Results of centralized Asherman surgery 2003 2013

Capsule:
Hysteroscopic adhesiolysis for Asherman syndrome resulted in restoration of a healthy uterine cavity in 95% of women treated, in 1–3 attempts, with a 28.7% recurrence rate of intrauterine adhesions.

Authors:
Miriam M.F. Hanstede, M.D., Eva van der Meij, M.D., Laurien Goedemans, M.D., Mark H. Emanuel, M.D., Ph.D.

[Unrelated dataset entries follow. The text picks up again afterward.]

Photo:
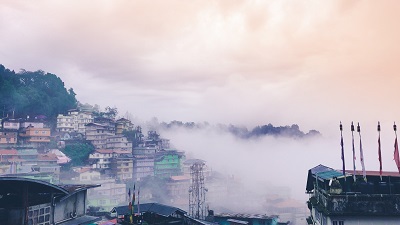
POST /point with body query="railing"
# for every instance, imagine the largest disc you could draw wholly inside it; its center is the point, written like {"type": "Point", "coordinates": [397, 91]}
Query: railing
{"type": "Point", "coordinates": [355, 203]}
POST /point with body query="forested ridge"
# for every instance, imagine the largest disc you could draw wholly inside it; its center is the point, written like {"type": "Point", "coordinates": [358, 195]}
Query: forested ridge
{"type": "Point", "coordinates": [33, 94]}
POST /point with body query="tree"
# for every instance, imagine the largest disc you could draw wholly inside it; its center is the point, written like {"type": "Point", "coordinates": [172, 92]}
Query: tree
{"type": "Point", "coordinates": [34, 93]}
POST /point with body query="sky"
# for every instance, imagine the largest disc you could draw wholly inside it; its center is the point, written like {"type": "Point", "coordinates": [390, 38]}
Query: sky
{"type": "Point", "coordinates": [311, 63]}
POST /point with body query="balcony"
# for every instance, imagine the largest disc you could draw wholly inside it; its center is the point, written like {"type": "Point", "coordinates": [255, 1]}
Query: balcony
{"type": "Point", "coordinates": [356, 203]}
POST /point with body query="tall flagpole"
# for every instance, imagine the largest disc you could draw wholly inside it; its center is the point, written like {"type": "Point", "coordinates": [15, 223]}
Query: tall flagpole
{"type": "Point", "coordinates": [396, 148]}
{"type": "Point", "coordinates": [379, 150]}
{"type": "Point", "coordinates": [361, 154]}
{"type": "Point", "coordinates": [342, 144]}
{"type": "Point", "coordinates": [354, 152]}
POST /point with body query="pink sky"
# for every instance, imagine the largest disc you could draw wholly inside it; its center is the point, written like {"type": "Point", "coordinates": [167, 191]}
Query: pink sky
{"type": "Point", "coordinates": [313, 63]}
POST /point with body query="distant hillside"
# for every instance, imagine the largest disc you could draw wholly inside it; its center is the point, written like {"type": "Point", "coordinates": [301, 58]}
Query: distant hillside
{"type": "Point", "coordinates": [242, 132]}
{"type": "Point", "coordinates": [33, 93]}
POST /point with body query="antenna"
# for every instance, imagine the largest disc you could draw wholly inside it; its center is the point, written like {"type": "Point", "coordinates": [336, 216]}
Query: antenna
{"type": "Point", "coordinates": [197, 191]}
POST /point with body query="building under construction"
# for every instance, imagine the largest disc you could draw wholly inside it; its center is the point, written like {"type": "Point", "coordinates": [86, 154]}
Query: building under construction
{"type": "Point", "coordinates": [197, 191]}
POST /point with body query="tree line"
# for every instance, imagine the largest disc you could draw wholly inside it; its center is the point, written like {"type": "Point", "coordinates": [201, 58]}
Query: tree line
{"type": "Point", "coordinates": [33, 94]}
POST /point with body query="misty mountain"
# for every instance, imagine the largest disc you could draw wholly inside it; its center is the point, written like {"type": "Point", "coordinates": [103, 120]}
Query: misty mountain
{"type": "Point", "coordinates": [240, 131]}
{"type": "Point", "coordinates": [34, 94]}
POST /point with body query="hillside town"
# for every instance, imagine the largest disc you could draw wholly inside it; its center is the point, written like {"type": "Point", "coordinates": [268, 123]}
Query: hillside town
{"type": "Point", "coordinates": [119, 157]}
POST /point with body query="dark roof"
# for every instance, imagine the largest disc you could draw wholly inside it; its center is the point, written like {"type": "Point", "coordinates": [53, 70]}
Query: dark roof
{"type": "Point", "coordinates": [323, 173]}
{"type": "Point", "coordinates": [193, 161]}
{"type": "Point", "coordinates": [245, 216]}
{"type": "Point", "coordinates": [376, 173]}
{"type": "Point", "coordinates": [8, 184]}
{"type": "Point", "coordinates": [157, 208]}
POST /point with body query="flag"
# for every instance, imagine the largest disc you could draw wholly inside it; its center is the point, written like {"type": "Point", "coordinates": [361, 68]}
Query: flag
{"type": "Point", "coordinates": [133, 201]}
{"type": "Point", "coordinates": [354, 158]}
{"type": "Point", "coordinates": [342, 144]}
{"type": "Point", "coordinates": [396, 154]}
{"type": "Point", "coordinates": [138, 201]}
{"type": "Point", "coordinates": [380, 155]}
{"type": "Point", "coordinates": [362, 161]}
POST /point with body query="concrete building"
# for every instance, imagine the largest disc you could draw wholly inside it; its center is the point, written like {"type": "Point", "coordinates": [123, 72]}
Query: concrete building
{"type": "Point", "coordinates": [122, 167]}
{"type": "Point", "coordinates": [35, 137]}
{"type": "Point", "coordinates": [337, 199]}
{"type": "Point", "coordinates": [168, 163]}
{"type": "Point", "coordinates": [123, 125]}
{"type": "Point", "coordinates": [33, 123]}
{"type": "Point", "coordinates": [10, 124]}
{"type": "Point", "coordinates": [143, 166]}
{"type": "Point", "coordinates": [108, 195]}
{"type": "Point", "coordinates": [74, 121]}
{"type": "Point", "coordinates": [118, 142]}
{"type": "Point", "coordinates": [98, 134]}
{"type": "Point", "coordinates": [8, 137]}
{"type": "Point", "coordinates": [27, 201]}
{"type": "Point", "coordinates": [101, 158]}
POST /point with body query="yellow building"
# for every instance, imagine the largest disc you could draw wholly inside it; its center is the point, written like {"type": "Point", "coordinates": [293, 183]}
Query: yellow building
{"type": "Point", "coordinates": [8, 137]}
{"type": "Point", "coordinates": [35, 136]}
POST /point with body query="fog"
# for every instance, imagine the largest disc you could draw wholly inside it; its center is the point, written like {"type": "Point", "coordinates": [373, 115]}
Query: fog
{"type": "Point", "coordinates": [277, 165]}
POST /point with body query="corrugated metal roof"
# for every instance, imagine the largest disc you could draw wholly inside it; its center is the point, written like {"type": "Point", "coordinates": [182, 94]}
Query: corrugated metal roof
{"type": "Point", "coordinates": [157, 208]}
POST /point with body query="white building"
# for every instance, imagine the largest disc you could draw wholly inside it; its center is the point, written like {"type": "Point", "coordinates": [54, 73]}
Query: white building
{"type": "Point", "coordinates": [143, 166]}
{"type": "Point", "coordinates": [118, 142]}
{"type": "Point", "coordinates": [98, 134]}
{"type": "Point", "coordinates": [73, 121]}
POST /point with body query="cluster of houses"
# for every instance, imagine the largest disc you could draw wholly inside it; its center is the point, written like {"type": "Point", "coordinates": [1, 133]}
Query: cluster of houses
{"type": "Point", "coordinates": [29, 148]}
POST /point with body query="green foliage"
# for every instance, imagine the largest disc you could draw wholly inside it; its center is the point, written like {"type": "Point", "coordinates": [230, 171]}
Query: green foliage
{"type": "Point", "coordinates": [135, 136]}
{"type": "Point", "coordinates": [108, 112]}
{"type": "Point", "coordinates": [78, 153]}
{"type": "Point", "coordinates": [34, 93]}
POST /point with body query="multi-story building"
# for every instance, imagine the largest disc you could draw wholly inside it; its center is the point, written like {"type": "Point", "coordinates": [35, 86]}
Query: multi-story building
{"type": "Point", "coordinates": [147, 151]}
{"type": "Point", "coordinates": [143, 166]}
{"type": "Point", "coordinates": [97, 134]}
{"type": "Point", "coordinates": [34, 136]}
{"type": "Point", "coordinates": [7, 159]}
{"type": "Point", "coordinates": [337, 199]}
{"type": "Point", "coordinates": [102, 159]}
{"type": "Point", "coordinates": [8, 137]}
{"type": "Point", "coordinates": [74, 121]}
{"type": "Point", "coordinates": [32, 123]}
{"type": "Point", "coordinates": [123, 125]}
{"type": "Point", "coordinates": [118, 142]}
{"type": "Point", "coordinates": [10, 124]}
{"type": "Point", "coordinates": [168, 163]}
{"type": "Point", "coordinates": [48, 163]}
{"type": "Point", "coordinates": [178, 187]}
{"type": "Point", "coordinates": [122, 167]}
{"type": "Point", "coordinates": [108, 195]}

Volume 104, Issue 6, Pages 1561-1568

Abstract:

Objective:
To study the success rate of hysteroscopic adhesiolysis and the spontaneous recurrence rate of intrauterine adhesions (IUAs) in patients with Asherman syndrome.

Design:
Cohort study.

Setting:
University-affiliated hospitals.

Patient(s):
A total of 638 women with Asherman syndrome were included, all diagnosed using hysteroscopy, and operated on between 2003 and 2013.

Intervention(s):
None.

Main Outcome Measure(s):
Hysteroscopic adhesiolysis was classified as successful if a normalization of menstrual blood flow occurred, along with a restored, healthy, cavity anatomy, free of adhesions, with hysteroscopic visualization of ≥1 tubal ostium. Recurrences of adhesions were diagnosed using hysteroscopy after an initial successful procedure.

Result(s):
A first-trimester procedure preceded Asherman syndrome in 371 women (58.2%) and caused adhesions of grades 1–2A. In 243 (38.1%) women, a postpartum procedure caused IUAs of grades 3–5). The procedure was successful in 606 women (95%), and restoration of menstrual blood flow occurred in 97.8%; IUAs spontaneously recurred in 174 (27.3%) of these cases. High grades of adhesions were predictive of a higher chance of spontaneous recurrence of adhesions.

Conclusion(s):
In 95% of women with Asherman syndrome, a healthy uterine cavity was restored with hysteroscopic adhesiolysis, in 1–3 attempts, with a 28.7% recurrence rate of spontaneous IUAs.

  • Shvetha Zarek

    Thank you to the authors for presenting an excellent paper that teaches about the historical perspective of Asherman Syndrome and provides very useful clinical data in counseling patients about optimal methods of treatment. The techniques that are employed demonstrate impressive results. A minor question. Will the randomized trial discussed evaluate only adjuvant estrogen treatment or adjuvant estrogen and progesterone treatment in the 40 day schedule as described in the paper?

  • Daniel J. Kaser, MD

    Dear Dr. Hanstede and colleagues,
    Congratulations on this large series of patients with surgically corrected Asherman’s syndrome. The data on adhesion grade according to precipitating factor (e.g. first0trimester D&C vs. postpartum hemorrhage), and also the risk of recurrence according to adhesion grade, are both helpful for patient counseling. Given the very high success rates with your approach, is it possible to provide further data that stratifies patients who had an IUD placed at the initial adhesiolysis vs. those that did not? In the absence of an RCT comparing standard postoperative hormone supplementation to hormones + IUD, this subanalysis may prove insightful. Thanks for your comments.